John Francis Northridge who died on 19 May 2015, the day before his 83rd birthday, was a stalwart member of the Club in the 1950s, and took up rowing again as a Veteran with LRC with some success.  He was a co-founder in the 1970s of Bewl Bridge Rowing Club, which rows on a lake near Tunbridge Wells, Kent.

John Northridge (nearest camera) and Maurice Rayner

John joined the Club as a teenager, whilst still at St Paul’s School, in 1947.  After completing his national service he returned to Putney in earnest, took out Life membership, and represented the Club at Henley in each of the five years 1953 to 1957, weighing in at around 12 stone.  He rowed in the Grand every year (with Graham Hill in 1953), and doubled up in the Stewards in 1954, 1956 and 1957.  He was as much at home on stroke side as well as on bow, such was his versatility.  The best Henley for him was probably 1957 when he reached the final of the Stewards, losing to Club Krylia Sovetov in a good race after hitting the booms (he was bow/steers!).  Contemporaries we have spoken to speak of a determined oar who set high standards of himself and others, and excelled as a stroke. 

He was in the ARA group who were under consideration for the 1956 Olympic eight, and narrowly missed selection.    That was an eight that never really reached international standard, and although John never said as much one can't help feeling it would have benefited from his fiercely competitive nature and his insistence on the highest standards.  He was one of the dwindling number of members who attended the Centenary Dinner at the Grocers’ Hall in 1956 (on the ‘young’ Table B).  Our intelligence sources also confide that he was taken to task whilst trying to remove a union jack from a British Consulate-General building on the Continent.

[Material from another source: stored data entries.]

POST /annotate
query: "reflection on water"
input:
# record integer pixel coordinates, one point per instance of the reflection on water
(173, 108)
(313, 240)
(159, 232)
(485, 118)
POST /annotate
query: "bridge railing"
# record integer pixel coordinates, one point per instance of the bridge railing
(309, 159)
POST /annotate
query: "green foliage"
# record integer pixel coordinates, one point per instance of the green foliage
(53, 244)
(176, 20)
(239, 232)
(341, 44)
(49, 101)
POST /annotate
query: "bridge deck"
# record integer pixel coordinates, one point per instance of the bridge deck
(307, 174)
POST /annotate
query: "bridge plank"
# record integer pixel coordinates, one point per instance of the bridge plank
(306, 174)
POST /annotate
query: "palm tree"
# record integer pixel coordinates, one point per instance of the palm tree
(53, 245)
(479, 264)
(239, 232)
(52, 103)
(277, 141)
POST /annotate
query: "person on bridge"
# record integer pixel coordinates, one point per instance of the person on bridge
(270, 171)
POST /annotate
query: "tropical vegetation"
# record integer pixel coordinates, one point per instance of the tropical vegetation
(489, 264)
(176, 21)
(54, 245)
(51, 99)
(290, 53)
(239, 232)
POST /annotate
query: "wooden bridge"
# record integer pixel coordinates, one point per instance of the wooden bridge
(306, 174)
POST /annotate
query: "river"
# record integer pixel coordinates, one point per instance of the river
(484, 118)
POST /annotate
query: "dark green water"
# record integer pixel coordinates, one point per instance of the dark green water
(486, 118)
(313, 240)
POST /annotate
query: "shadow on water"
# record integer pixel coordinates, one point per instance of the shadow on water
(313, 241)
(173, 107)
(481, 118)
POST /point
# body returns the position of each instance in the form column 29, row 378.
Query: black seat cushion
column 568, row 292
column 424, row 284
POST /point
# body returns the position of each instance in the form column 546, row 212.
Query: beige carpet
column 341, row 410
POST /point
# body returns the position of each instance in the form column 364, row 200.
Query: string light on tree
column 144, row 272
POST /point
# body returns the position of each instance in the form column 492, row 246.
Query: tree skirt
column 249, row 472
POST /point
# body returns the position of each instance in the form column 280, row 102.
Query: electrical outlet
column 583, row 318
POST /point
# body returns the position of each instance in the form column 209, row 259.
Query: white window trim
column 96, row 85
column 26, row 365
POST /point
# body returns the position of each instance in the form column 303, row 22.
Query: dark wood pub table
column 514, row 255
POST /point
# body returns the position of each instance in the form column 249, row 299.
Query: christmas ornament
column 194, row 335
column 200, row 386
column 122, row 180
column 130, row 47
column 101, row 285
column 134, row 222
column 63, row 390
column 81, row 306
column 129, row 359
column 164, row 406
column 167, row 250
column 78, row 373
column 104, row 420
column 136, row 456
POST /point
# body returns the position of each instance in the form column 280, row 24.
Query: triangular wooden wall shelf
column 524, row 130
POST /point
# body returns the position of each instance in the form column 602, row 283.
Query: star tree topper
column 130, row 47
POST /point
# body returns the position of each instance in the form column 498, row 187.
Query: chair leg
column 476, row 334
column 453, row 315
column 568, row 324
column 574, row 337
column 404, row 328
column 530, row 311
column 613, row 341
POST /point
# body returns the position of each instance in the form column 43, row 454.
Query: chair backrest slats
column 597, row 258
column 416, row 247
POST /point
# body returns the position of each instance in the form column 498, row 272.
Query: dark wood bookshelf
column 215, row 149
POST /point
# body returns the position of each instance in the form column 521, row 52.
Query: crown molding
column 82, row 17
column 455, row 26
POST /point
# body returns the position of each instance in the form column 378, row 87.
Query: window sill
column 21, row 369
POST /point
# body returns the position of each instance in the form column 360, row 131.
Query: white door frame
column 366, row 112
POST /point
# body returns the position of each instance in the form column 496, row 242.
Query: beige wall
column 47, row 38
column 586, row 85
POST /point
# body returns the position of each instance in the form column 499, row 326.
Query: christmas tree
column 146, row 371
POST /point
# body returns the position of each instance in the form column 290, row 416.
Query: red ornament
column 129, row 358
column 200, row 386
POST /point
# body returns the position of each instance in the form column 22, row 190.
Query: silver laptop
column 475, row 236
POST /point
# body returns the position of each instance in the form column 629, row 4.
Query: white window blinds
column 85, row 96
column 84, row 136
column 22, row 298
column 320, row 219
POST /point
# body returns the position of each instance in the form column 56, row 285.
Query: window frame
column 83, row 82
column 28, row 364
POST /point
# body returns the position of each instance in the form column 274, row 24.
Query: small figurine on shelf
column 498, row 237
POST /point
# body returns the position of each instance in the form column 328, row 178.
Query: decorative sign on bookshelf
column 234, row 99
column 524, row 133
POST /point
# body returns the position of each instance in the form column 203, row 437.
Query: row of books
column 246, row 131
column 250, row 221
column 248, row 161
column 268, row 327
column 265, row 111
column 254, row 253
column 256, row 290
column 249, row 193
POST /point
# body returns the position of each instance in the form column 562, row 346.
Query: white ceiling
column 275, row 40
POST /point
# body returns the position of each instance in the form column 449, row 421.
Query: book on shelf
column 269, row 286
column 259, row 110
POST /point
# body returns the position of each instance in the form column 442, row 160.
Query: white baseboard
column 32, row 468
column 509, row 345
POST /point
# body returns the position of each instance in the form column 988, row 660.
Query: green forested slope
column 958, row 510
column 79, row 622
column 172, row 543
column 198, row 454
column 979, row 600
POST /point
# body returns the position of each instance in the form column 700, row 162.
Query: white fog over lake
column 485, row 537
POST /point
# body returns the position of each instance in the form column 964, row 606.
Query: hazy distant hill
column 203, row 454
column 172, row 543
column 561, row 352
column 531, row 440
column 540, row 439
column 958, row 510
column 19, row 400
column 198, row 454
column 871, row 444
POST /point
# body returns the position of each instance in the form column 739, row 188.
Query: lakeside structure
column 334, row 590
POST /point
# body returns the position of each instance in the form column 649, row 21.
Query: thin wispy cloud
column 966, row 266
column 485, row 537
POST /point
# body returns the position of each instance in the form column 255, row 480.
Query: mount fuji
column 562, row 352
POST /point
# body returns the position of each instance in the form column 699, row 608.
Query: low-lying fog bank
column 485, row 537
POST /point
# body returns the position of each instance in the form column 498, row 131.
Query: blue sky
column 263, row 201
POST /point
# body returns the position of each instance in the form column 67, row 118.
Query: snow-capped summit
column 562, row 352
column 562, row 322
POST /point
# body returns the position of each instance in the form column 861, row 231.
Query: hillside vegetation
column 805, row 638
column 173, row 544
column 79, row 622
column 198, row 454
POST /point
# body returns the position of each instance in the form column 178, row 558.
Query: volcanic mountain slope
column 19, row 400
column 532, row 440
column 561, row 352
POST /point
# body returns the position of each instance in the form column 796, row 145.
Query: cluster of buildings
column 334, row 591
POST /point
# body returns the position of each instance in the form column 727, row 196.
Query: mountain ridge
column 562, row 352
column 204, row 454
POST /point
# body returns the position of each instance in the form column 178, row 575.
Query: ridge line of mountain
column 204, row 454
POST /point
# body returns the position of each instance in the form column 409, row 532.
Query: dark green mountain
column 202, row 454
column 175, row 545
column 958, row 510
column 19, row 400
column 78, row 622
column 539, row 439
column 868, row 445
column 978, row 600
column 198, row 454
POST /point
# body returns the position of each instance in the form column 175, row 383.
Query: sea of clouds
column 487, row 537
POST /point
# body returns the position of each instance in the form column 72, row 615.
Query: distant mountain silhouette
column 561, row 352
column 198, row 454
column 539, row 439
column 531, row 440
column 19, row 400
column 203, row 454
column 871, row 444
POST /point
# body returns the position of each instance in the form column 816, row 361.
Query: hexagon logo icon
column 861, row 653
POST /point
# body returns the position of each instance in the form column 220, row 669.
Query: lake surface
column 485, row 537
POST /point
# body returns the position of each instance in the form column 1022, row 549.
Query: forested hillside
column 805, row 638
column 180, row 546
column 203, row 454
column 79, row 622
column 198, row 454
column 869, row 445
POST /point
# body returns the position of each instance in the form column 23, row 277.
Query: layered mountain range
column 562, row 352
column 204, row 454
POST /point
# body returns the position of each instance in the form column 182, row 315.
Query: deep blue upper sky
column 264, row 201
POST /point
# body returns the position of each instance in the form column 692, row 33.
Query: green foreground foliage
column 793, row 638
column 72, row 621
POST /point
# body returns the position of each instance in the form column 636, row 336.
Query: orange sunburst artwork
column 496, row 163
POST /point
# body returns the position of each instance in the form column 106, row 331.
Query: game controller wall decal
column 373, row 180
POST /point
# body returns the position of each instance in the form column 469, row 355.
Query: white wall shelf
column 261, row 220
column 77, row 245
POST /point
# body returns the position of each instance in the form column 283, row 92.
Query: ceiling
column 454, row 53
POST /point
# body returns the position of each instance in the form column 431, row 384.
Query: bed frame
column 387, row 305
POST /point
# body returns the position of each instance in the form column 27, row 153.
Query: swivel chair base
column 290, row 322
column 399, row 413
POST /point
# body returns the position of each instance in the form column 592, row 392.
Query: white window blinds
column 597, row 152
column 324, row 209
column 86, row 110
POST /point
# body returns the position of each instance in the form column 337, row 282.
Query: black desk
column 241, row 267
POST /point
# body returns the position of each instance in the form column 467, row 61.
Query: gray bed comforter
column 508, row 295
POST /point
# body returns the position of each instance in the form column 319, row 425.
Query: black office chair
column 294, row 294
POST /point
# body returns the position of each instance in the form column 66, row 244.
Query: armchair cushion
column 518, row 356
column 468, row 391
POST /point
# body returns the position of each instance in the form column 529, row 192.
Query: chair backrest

In 1963, John moved away from Putney, to Hadlow and later Tunbridge Wells, but despite the travel demands he returned successfully to Veteran rowing with LRC in later years.  He won a Veteran pennant in HORR 1979 with Doug Melvin and others (see photograph for Martin Gaylard’s obituary below) but a highlight was his success in a pair with Maurice Rayner (Hon Sec 1979-82 and Hon Treasurer 1995-2001) at international level. They won their age group in the coxless pair event at the FISA Masters regatta no less than 4 times, a superb result and clear confirmation that his style and attitude to racing had real value.

Soon after Bewl Bridge was founded, London sold or loaned them for their fleet a wooden coxless IV (the ‘Berlin’) used by the LRC crew which was selected for the Berlin Olympic Games in 1936 and won a silver medal. The Berlin was later re-acquired and now hangs in the Long Room.  We do not know for certain, but it would be nice to think that John had something to do with this connection between the two Clubs.  He was an enthusiast for everything he got involved in.

We send our condolences to John’s widow, Sylvia, his son Simon, and family.